Awards of Excellence were handed out at the end of an excellent dinner on the second evening. Host was Chris Barron, vice-president of corporate marketing at Bentley and previously with Autodesk. One of the differences between the two companies, he said, was that at Autodesk, headquartered in California, you could take your dog in to the office, whereas at Bentley, on the other side of the nation in Pennsylvania, you could take your brother. And he showed a slide showing the four Bentley brothers. Award winner in the ‘Innovation in Cadastre and Land Development’ category was Iski Genel Mudurlugu, from the Land Estate Department of Istanbul, for its project asset-management information system for administration of Istanbul’s water and sewerage infrastructure. Peter Glaudemans of Eastern Technical High School, Baltimore, was named 2008 international ‘Educator of the Year’ for inspiring his high-school pupils with the help of MicroStation to become the next generation of architects and engineers.
To support ecological sustainability the conference programme booklet was printed on Forest Stewardship Council (FSC)-certified paper, made from wood fibre from well-managed forests. Al Gore’s inconvenient truth has obviously also influenced Bentley’s energy consumption policy.
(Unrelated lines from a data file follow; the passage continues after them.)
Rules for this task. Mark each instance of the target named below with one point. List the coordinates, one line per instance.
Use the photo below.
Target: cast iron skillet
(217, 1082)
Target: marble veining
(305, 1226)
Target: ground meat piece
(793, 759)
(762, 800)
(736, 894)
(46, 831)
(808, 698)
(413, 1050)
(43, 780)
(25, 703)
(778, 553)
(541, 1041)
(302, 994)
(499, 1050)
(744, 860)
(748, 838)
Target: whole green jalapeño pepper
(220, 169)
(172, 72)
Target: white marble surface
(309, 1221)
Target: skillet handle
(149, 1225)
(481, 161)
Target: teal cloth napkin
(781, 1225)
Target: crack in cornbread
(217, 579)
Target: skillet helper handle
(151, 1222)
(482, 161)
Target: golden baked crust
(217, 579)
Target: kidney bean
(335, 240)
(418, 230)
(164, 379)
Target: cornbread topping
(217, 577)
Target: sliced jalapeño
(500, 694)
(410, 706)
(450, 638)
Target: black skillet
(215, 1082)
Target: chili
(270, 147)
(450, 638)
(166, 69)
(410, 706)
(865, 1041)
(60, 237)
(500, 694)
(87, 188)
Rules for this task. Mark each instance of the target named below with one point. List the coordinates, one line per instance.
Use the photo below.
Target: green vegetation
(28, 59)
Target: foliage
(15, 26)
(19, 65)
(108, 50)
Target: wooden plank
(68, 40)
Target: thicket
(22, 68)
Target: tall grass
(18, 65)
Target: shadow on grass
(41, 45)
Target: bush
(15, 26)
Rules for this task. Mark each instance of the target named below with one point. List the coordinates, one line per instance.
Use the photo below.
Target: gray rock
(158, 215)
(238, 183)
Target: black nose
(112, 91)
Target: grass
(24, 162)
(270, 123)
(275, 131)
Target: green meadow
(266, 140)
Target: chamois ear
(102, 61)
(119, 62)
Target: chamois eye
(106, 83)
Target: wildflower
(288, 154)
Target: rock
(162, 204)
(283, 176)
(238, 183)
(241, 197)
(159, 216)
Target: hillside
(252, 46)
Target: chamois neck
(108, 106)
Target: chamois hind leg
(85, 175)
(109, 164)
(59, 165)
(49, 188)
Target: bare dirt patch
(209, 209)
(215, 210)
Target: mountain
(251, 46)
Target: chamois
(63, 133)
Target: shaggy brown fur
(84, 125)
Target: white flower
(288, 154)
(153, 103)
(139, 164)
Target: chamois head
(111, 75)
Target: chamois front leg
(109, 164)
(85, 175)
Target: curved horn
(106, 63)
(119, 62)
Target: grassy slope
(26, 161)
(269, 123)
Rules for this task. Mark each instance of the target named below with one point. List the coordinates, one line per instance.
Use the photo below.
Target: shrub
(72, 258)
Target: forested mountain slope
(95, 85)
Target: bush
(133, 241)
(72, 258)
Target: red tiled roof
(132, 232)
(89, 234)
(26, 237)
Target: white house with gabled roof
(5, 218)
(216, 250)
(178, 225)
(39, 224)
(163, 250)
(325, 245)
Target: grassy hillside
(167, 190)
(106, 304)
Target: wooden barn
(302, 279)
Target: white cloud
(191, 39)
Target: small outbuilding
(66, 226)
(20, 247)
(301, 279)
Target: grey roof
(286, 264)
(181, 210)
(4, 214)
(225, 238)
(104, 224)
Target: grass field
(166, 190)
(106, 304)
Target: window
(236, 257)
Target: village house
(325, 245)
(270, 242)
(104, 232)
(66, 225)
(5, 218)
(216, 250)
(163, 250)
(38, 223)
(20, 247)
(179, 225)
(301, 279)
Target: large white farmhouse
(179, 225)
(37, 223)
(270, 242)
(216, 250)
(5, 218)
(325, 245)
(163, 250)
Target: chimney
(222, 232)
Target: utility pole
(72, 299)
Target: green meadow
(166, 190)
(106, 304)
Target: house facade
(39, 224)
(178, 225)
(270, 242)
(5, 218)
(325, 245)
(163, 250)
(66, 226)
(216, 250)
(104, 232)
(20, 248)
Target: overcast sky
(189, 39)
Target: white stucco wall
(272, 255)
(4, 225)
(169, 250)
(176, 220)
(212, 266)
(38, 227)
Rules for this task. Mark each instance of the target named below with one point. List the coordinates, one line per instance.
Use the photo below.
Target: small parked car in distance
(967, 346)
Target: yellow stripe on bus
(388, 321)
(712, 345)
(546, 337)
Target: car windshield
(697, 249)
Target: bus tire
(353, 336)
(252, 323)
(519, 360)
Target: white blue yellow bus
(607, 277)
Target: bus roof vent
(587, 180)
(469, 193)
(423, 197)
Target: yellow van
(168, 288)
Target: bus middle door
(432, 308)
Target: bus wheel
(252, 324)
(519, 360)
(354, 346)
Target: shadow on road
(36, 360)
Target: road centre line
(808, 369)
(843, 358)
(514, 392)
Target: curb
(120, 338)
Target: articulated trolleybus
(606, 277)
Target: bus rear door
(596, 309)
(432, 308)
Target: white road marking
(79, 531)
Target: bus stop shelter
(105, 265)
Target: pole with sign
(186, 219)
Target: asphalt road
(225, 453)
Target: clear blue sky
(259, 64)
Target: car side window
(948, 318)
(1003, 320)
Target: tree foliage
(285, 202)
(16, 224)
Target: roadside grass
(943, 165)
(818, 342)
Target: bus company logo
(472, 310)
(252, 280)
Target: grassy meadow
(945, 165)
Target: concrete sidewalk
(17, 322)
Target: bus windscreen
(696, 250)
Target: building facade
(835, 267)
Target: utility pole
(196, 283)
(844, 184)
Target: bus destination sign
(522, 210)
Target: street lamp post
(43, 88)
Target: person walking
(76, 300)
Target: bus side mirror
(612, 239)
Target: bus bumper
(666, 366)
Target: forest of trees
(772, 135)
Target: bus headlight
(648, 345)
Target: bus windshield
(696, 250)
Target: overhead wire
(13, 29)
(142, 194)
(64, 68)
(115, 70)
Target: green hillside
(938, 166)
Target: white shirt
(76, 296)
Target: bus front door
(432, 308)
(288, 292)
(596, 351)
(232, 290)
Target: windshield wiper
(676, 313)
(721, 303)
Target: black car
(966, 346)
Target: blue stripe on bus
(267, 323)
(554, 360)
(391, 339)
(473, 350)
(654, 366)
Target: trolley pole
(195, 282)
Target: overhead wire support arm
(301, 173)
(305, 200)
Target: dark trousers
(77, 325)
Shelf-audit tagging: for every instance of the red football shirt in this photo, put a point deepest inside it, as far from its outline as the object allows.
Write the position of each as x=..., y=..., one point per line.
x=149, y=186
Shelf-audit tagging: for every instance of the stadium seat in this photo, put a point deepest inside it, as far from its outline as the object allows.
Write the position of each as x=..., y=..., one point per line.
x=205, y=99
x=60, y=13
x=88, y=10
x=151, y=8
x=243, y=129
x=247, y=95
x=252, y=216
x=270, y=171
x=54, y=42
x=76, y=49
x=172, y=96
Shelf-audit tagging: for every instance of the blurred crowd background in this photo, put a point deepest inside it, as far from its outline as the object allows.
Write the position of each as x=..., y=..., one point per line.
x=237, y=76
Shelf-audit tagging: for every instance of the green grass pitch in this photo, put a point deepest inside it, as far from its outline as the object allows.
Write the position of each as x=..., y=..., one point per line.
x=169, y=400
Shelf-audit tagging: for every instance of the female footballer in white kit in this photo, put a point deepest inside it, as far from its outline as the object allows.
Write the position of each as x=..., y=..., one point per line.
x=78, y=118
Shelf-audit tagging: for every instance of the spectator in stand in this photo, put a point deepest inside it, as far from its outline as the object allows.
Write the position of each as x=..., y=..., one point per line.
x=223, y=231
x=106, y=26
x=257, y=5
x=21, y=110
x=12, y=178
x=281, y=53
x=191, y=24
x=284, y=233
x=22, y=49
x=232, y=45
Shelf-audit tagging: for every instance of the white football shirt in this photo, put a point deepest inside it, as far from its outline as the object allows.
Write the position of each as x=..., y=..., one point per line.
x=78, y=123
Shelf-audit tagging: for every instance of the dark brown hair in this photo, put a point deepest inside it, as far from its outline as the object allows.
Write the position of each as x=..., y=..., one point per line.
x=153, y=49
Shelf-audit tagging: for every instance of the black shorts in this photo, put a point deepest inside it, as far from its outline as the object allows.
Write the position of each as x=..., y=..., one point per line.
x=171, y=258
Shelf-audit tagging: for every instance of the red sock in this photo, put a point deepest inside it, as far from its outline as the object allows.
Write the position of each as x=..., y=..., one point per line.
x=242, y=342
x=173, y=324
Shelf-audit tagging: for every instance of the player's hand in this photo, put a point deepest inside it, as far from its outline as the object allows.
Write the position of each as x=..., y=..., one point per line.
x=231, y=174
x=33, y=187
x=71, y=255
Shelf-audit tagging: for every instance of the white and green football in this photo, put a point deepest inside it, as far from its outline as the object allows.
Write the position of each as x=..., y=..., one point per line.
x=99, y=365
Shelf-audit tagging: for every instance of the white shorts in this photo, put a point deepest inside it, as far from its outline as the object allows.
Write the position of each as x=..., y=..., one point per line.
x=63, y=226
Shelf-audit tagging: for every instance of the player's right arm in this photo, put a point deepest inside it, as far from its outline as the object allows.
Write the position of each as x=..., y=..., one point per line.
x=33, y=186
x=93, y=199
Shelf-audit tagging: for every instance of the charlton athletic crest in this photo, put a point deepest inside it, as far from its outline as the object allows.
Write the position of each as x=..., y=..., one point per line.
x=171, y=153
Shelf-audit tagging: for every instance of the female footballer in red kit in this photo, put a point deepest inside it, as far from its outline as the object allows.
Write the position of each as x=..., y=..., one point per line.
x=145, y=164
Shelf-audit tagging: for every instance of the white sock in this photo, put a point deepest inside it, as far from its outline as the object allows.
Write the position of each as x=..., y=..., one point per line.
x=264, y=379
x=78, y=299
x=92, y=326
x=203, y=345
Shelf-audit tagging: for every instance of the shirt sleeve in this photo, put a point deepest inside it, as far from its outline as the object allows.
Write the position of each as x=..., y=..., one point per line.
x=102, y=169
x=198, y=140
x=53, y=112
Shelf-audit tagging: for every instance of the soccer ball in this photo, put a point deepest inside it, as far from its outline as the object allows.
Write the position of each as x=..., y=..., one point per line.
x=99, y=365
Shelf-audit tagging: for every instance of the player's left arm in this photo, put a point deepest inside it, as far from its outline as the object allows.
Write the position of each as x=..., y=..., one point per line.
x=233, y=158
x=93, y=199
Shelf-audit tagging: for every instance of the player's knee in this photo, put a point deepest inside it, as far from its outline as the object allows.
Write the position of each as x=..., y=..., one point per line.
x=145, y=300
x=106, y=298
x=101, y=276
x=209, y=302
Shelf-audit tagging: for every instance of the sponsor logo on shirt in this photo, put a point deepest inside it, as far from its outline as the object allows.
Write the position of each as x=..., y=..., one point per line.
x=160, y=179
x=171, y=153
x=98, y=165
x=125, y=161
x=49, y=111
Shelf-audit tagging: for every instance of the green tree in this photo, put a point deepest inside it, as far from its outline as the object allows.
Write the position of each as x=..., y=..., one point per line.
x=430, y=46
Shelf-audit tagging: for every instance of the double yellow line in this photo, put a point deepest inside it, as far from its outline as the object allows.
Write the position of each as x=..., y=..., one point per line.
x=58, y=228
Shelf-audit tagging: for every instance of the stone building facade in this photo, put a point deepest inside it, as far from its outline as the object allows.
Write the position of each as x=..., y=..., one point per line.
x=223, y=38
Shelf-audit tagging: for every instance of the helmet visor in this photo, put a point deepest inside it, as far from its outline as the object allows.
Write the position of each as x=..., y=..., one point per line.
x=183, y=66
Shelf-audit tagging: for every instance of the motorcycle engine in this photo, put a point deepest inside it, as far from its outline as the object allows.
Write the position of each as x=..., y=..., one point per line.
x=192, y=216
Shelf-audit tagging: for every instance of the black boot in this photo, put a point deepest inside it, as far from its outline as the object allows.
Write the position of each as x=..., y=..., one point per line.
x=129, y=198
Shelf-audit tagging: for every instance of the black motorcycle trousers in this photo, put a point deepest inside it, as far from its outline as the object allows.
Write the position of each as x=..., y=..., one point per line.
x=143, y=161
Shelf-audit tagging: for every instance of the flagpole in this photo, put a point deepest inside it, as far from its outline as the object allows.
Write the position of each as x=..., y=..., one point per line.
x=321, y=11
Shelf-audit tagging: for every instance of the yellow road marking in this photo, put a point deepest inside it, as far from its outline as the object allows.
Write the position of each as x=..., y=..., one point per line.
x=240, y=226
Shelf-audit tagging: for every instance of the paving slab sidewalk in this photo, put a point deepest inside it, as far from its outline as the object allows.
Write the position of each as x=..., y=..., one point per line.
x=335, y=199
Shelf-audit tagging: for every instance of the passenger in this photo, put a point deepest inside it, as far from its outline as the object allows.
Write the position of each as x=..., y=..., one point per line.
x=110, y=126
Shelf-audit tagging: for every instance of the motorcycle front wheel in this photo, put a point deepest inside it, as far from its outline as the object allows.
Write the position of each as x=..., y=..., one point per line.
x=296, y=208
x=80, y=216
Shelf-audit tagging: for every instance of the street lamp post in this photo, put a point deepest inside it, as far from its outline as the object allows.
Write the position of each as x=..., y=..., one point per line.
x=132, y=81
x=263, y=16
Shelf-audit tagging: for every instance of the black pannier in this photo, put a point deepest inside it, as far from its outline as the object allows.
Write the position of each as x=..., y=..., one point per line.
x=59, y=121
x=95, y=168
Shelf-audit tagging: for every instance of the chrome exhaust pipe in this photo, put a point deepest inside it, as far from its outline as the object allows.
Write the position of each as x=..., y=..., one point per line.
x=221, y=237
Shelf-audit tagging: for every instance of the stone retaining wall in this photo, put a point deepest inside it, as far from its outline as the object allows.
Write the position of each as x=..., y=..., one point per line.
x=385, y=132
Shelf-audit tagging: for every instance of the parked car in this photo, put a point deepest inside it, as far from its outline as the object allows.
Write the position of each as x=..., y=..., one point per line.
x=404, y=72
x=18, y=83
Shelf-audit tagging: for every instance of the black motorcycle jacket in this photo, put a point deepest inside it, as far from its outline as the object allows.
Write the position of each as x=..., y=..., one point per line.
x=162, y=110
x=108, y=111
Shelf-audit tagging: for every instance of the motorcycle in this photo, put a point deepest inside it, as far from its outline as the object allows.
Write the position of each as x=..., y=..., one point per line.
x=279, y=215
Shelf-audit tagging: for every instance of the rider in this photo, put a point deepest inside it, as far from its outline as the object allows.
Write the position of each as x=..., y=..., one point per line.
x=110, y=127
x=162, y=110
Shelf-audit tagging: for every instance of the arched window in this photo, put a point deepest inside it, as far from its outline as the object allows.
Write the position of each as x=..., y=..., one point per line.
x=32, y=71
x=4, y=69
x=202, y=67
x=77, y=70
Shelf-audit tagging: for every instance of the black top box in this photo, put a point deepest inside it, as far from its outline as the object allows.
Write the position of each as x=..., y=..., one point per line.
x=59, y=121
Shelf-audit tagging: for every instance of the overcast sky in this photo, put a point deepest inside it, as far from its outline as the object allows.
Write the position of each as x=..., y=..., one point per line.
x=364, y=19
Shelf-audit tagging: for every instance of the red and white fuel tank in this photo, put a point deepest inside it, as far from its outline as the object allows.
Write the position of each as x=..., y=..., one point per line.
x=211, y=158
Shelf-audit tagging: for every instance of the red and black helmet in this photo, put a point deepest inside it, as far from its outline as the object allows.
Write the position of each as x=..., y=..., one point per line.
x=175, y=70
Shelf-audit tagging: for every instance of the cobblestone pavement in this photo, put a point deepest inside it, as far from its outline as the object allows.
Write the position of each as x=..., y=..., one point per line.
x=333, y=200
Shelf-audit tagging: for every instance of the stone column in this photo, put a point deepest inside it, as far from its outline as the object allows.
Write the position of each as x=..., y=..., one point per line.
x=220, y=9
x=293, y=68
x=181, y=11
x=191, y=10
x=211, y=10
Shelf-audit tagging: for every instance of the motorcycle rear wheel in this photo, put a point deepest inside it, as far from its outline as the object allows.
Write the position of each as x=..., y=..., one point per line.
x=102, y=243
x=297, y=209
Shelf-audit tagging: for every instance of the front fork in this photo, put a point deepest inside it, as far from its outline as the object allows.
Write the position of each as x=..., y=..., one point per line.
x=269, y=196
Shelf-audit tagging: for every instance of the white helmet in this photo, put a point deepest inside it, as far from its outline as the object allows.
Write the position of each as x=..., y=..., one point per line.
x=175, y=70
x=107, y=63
Becoming more energy-efficient is a big challenge for such a globally operating company, but CEO Greg Bentleyproudly announced, “Wehave embraced the goal of reducing our per-colleague carbon footprint by 15% before the end of 2009, with respect to our 2007 baseline.” The results of this on-going effort will be reported annually to encourage other firms. “As we learned, to my astonishment, from our carbon-footprint measurement exercise,” Greg Bentley continued, “there is a strong case that working smarter should start with reducing business travel.” Thus Bentley’s annual ‘sales kick-off’, which in 2007 brought 440 employees and many guests from all over the world to Vancouver, this year became the first ‘virtual sales kick-off’, so eliminating travel. The present conference venue in Baltimore was also close to corporate headquarters in Exton, Pennsylvania, so that many employees could come by bus. But as face-to-face interaction and networking between users will remain essential for exchanging best practices, conferences are not under threat of extinction and 2009 will certainly witness another BE conference.